Medical pain relief options for childbirth
- Entonox (Gas and Air) for labour
- Pethidine or diamorphine injections in labour
- Epidural anaesthesia
Entonox (gas and air) for labour
A mixture of oxygen and nitrous oxide gas, you breathe in the ‘gas and air’ through a mask which you hold yourself, giving you control. Gas and air will help to reduce the pain and make it more bearable.
- Can make you feel drowsy and light-headed. As Entonox is self-administered, it is very safe, however if you become drowsy, you won't be able to hold your mouthpiece yourself
- Dizziness, disorientation, nausea and a dry mouth
- Tingling sensation can occur, usually in fingers, due to breathing too quickly. Your nurse will encourage you to slow down your breathing to a normal rate.
Pethidine or diamorphine injections in labour
Strong pain relievers pethidine or diamorphine injections take about 20 minutes to work and last between 2 - 4 hours. They are not recommended if you are getting close to the pushing stage of labour.
- Can make you feel dizzy, nauseous and forgetful
- Pethidine can cross over the placenta to the baby. Baby may feed less frequently in the first 48 hours as the pethidine can make a baby drowsy
- If pethidine or diamorphine are given too close to the time of delivery, they may affect the baby's breathing
- You cannot use a birthing pool for about 4 hours after pethidine has been given (or until fully worn off)

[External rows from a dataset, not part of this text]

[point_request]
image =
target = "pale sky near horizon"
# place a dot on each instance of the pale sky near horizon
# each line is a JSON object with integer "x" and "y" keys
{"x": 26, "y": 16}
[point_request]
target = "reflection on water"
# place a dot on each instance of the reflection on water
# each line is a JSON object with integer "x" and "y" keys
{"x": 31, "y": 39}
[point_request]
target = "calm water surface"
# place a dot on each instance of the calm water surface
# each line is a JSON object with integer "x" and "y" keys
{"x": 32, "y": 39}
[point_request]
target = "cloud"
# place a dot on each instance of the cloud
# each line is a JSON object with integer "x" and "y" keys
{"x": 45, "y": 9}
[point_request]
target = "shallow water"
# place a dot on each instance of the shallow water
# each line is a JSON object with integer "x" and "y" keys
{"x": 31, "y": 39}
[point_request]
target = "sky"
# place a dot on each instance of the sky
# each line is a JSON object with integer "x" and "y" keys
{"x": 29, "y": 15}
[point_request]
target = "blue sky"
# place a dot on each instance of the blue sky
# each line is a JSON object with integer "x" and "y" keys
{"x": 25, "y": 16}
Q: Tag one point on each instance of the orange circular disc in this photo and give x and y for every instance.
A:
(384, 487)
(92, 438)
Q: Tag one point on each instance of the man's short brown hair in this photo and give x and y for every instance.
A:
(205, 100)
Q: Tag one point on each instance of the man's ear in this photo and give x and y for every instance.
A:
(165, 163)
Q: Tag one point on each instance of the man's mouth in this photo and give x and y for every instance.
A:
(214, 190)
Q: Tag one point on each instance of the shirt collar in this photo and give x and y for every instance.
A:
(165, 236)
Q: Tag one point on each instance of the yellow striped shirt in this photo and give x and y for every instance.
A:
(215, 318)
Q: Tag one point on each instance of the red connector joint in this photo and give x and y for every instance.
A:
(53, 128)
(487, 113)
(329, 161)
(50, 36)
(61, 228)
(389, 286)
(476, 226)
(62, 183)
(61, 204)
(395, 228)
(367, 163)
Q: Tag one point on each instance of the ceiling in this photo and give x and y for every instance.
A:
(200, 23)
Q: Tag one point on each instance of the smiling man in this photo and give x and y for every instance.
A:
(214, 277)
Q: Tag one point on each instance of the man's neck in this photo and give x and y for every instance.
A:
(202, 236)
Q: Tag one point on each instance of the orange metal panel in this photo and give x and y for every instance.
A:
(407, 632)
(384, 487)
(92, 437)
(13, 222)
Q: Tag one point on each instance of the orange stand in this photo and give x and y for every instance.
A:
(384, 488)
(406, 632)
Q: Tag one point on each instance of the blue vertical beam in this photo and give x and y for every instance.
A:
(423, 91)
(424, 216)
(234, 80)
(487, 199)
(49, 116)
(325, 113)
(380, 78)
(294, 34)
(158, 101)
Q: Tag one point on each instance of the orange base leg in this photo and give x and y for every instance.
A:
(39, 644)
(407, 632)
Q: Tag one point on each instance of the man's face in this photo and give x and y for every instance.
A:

- If Pethidine hasn't worn off towards the end of labour, it can make it difficult to push. Half a dose initially may be a better option
An epidural is a local anaesthetic which numbs the nerves that carry the pain impulses from the birth canal to the brain providing complete pain relief for most women. Anaesthetic is injected into the lining of the spinal cord through the back, making the mother feel numb from the waist down. It takes about 10 minutes to set up an epidural and 10-15 minutes to start working.
- An epidural can make your legs feel heavy, depending on local anaesthetic used
- Urinating can be difficult after an epidural - You may need a catheter put into your bladder to help you
- 1 in 100 women suffers from headaches after an epidural. If this happens, it can be treated
- You may have a sore back for a couple of days, but epidurals don’t cause long-term backache.
- About 1 in 2,000 women feel pins and needles down one left after having a baby. This could be due to childbirth itself rather than an epidural. You will be advised by a midwife or doctor when you can get out of bed
- Can cause hypotension - your blood pressure can drop. This is rare because the fluid given through the drip in your arm will help to maintain good blood pressure
- Epidurals can prolong the second stage of labour, and if you can no longer feel your contractions, the midwife will tell you when to push. In this case, forceps or a ventouse (assisted delivery) may be needed to help deliver the baby’s head. Sometimes less anaesthetic is given towards the end so that the effects wear off and you can feel to push your baby out naturally.